A public transport departure time prediction algorithm
based on operation strategies and real-time monitoring data

                    A A Agafonov1
                    1
                     Samara National Research University, Moskovskoye shosse 34, Samara, Russia, 443086


                    Abstract. In this paper, we consider a public transport departure time prediction problem. The
                    problem is considered in two notations: estimation of the mean expected departure time and
                    estimation of the time interval required to ensure a predeﬁned probability to depart on-time. We
                    propose departure time estimation algorithms based on a real-time monitoring data, schedule
                    and operation strategies for the public transport management. We consider a schedule-based
                    holding strategy and a bus bunching prevention strategy. We also propose an algorithm for
                    departure time interval estimation. Numerical tests based on real bus routes in Samara, Russia
                    are used for a comparative study of different departure time prediction algorithms.


1. Introduction
It is a challenge for public transportation agencies to provide reliable service because public
transport often operates under conditions of high uncertainty.
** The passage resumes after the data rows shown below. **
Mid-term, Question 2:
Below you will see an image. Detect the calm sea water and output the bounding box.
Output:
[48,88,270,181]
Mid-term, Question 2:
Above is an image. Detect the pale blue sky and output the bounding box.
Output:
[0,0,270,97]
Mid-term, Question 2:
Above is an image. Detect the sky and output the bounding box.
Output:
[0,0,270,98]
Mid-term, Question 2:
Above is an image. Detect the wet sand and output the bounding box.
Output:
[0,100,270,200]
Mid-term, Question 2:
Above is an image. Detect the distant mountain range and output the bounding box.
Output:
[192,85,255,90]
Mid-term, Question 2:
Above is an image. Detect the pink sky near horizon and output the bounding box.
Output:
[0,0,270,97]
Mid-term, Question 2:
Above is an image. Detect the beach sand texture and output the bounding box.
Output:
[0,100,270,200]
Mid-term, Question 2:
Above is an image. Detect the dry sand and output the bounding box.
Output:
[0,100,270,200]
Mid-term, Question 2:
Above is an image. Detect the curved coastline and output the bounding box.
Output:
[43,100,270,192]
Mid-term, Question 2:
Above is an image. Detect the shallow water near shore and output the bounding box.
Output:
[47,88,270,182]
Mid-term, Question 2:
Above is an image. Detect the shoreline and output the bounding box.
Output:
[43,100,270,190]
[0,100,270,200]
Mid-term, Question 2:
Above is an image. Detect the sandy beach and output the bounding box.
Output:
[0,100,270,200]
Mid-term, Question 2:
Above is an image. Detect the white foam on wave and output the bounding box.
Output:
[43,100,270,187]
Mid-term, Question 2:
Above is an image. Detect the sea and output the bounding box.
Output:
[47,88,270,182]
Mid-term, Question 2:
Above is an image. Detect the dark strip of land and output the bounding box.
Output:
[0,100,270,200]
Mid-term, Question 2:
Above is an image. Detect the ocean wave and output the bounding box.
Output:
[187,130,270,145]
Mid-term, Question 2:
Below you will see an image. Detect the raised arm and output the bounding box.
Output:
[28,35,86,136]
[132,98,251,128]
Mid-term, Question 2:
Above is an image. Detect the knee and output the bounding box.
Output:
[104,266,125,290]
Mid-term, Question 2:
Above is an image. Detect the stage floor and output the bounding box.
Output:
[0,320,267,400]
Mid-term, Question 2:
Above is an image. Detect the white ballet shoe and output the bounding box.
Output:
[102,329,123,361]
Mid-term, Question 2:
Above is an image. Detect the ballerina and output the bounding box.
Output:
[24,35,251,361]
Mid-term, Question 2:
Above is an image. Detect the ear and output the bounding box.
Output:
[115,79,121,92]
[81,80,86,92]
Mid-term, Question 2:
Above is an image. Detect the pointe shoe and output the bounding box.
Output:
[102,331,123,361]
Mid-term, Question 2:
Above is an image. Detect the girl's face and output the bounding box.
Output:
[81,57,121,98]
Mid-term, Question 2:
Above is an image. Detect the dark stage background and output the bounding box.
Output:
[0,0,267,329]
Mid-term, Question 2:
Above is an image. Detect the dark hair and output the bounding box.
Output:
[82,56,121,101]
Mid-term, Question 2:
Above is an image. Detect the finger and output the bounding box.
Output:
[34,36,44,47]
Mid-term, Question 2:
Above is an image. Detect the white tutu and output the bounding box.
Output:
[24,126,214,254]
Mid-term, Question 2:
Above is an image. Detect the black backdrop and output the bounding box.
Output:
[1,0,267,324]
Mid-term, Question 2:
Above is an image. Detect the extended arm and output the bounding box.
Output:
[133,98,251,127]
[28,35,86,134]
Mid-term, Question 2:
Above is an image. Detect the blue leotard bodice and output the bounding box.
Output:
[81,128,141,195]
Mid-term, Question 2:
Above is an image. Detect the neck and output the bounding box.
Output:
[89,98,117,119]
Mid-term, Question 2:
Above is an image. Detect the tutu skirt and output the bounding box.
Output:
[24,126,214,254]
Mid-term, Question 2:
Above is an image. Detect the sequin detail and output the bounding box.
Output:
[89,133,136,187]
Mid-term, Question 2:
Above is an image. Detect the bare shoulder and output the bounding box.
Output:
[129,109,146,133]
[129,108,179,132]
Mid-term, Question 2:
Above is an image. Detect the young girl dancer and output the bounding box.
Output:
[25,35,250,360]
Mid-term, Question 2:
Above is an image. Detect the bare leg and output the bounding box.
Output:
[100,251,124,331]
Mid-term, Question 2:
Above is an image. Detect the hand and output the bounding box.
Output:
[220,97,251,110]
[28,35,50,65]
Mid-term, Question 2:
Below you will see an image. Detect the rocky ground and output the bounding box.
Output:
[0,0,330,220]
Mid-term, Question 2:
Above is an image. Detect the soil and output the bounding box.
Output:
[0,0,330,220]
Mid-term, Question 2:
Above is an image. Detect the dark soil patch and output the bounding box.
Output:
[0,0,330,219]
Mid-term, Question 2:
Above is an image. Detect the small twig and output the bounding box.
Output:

Variation in travel time caused by
different factors of uncertainty, such as real-time traffic situation and traffic congestion, weather
conditions, change of passenger flow, driver behavior [1]. The unreliability of the transport
schedule reduces the efficiency of the transport infrastructure because road users have to take
into account risks of arriving late while planning the route. This is especially important for the
passenger transport, where the discrepancy with the schedule can accumulate and lead to the
bus bunching problem.
    In this paper we consider a passenger transport departure time prediction problem. We
compare algorithms based on the schedule, real-traffic data and operation strategies of the
public transport management.
    There are many papers focused on the similar arrival time prediction problem. Proposed
methodologies include
   • Regression models [2] that constructed as a regression function from the set of independent
      variables. Non-parametric regression (NPR) models is a relatively simple method for
      prediction without the need to estimate parameters. K nearest neighbor (k-NN) methods
      are one of the most popular NPR methods. Bus travel time prediction models using k-NN
      was developed in [3, 4].
   • Kalman filtering models [5, 6] are an efficient recursive procedure that estimates the future
      states of dependent variables. In [7] authors developed a path-based model and a link-based
      model using Kalman filter to predict bus travel times.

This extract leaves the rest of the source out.